If the mutation is restorative, we have (likely) found a valid relationship between a length/offset field and the span it describes.

2. Structure-Aware Mutations

After learning a set of relation fields, we hook the byte-level mutators for the fuzzer to preserve these structures.

Conceptually, if we insert 5 bytes into some part of the input, we may need to increase the size or offset of some field by 5 to keep the frame synchronized and avoid a frameshift. In a sense, we are turning what would be frameshift mutations into missense mutations.

3. Overhead Bounds

During our initial evaluation, we found that while this algorithm was effective in most cases (nearly doubling code coverage on some targets), in the worst case it could be adversarial due to imposing a large overhead on the fuzzer.

During integration into AFL++, we imposed an overhead budget such that the fuzzer will only perform FrameShift experiments if the amount of time spent on analysis is less than a certain percentage of the total fuzzing time.

A default overhead of 10% was found to be generally effective, resulting in a net neutral or positive effect on every target, and this is currently what is enabled by default in AFL++ 4.40.

Part 5: Conclusion

Our implementation of FrameShift runs by default in AFL++ 4.40.

We also have a LibAFL Implementation which is compatible with any byte-level mutator and any target that produces coverage (we ran it on Python and Rust targets in our evaluation!).

If you’re interested in more details, check out our paper which was accepted to ICSE 2026 and will be presented at the conference in April.

FrameShift Resistant Formats

Interestingly, we found a continuation of the DNA-fuzzing metaphor while evaluating this approach on certain targets.

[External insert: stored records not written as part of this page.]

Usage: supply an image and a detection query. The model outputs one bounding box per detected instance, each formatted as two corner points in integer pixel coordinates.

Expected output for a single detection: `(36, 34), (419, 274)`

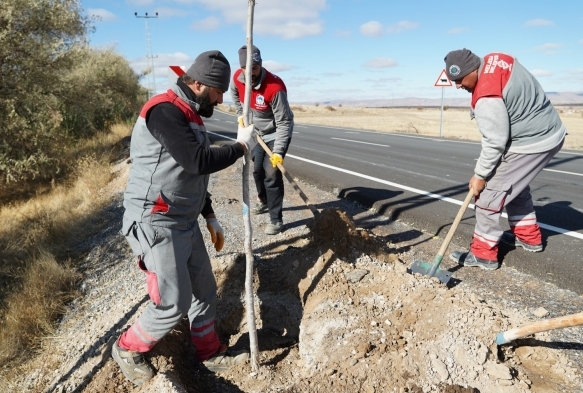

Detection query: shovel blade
(410, 261), (453, 284)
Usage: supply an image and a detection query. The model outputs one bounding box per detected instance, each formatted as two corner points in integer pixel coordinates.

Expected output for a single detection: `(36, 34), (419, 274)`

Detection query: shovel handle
(496, 312), (583, 345)
(256, 135), (320, 217)
(437, 188), (474, 257)
(428, 188), (474, 277)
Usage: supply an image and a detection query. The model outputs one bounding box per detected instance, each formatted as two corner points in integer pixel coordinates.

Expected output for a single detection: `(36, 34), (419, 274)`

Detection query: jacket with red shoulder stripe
(471, 53), (566, 179)
(124, 86), (210, 230)
(230, 68), (294, 155)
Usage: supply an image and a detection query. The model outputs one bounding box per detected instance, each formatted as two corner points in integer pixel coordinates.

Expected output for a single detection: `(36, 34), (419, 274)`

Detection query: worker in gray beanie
(239, 45), (263, 68)
(111, 50), (256, 385)
(443, 48), (480, 81)
(444, 49), (567, 270)
(230, 45), (294, 235)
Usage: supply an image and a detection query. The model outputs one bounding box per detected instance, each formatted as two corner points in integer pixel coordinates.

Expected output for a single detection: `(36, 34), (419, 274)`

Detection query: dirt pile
(7, 159), (582, 393)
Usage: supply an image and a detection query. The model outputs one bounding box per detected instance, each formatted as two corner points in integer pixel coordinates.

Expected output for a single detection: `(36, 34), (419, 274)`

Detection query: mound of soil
(7, 158), (581, 393)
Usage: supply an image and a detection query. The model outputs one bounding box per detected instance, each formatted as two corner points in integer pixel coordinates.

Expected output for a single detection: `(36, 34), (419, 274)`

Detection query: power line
(134, 12), (158, 99)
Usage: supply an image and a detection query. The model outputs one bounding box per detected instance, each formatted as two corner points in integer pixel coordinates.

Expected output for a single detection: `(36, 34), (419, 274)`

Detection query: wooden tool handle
(496, 312), (583, 345)
(437, 188), (474, 256)
(257, 135), (319, 216)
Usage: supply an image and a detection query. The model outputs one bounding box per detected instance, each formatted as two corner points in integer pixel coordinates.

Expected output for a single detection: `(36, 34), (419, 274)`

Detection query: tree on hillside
(0, 0), (144, 191)
(0, 0), (89, 182)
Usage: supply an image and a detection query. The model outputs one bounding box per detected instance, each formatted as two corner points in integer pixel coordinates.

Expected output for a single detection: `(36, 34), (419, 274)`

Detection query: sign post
(434, 70), (452, 138)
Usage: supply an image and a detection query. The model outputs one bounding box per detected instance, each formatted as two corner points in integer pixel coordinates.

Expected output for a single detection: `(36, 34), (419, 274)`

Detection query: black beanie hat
(186, 50), (231, 92)
(443, 48), (481, 81)
(239, 45), (263, 67)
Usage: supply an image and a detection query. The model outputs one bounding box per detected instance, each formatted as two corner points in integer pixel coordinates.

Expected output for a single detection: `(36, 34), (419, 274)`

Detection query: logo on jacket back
(255, 94), (267, 110)
(484, 55), (512, 74)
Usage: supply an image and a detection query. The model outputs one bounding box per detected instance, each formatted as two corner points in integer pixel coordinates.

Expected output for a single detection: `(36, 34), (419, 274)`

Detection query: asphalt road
(205, 111), (583, 294)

Most DNA does not actually code for a protein, rather it acts as metadata to encode when certain genes should be expressed and where to find them. It is actually functional enough to be repurposed and engineered in circuits which is super cool…

Genes therefore have certain markers called “promoters” near the start which act as beacons for the DNA transcription machinery to locate the start of the coding region.

Mutations such as insertions and deletions outside the coding region (i.e. before a promoter) don’t have the same kind of frame-shifting effect as they would inside the coding region since there is actually no notion of a “reading frame” here.

This is pretty important because it adds a lot of resiliency for genetic mutation in between genes; the machinery is robust to any changes here as long as the promoter and other important markers are still there.

For programs that operate on data which is expected to be transmitted over lossy mediums (for example video and audio codecs), it is reasonable to expect that packets might be lost during flight. In order to avoid corrupting the entire stream, these formats are designed to include markers (much like promoters in DNA) which act as beacons for the parser and allow it to re-synchronize after a packet loss.

As a result, these data formats are already “frameshift resistant” by design, and the double-mutant experiment fails to find any structure, specifically because mutations that might be normally destructive (such as inserting or deleting bytes) don’t actually prevent the parser from re-synchronizing.

Identifying Other Structures

During our research, we tried using this kind of double-mutant experiment to identify other structures in data formats. For example, you can use it to find regions of data that are compressed or encoded. E.g. a destructive mutation edits some data, a restorative mutation deserializes, then edits, then reserializes.

You can also use it to identify checksum-like fields. In the libpng example, we typically disable checksum validation during fuzzing. But in practice, you can validate that a given checksum is required with the same experiment.

In practice though, everything else we tried was much too expensive to confer any sort of improvement to fuzzing. The reality is that there is a fairly small window for structure inference overhead during fuzzing, especially in standard evaluations where you’re interested in optimizing coverage over a 24-48 hour horizon.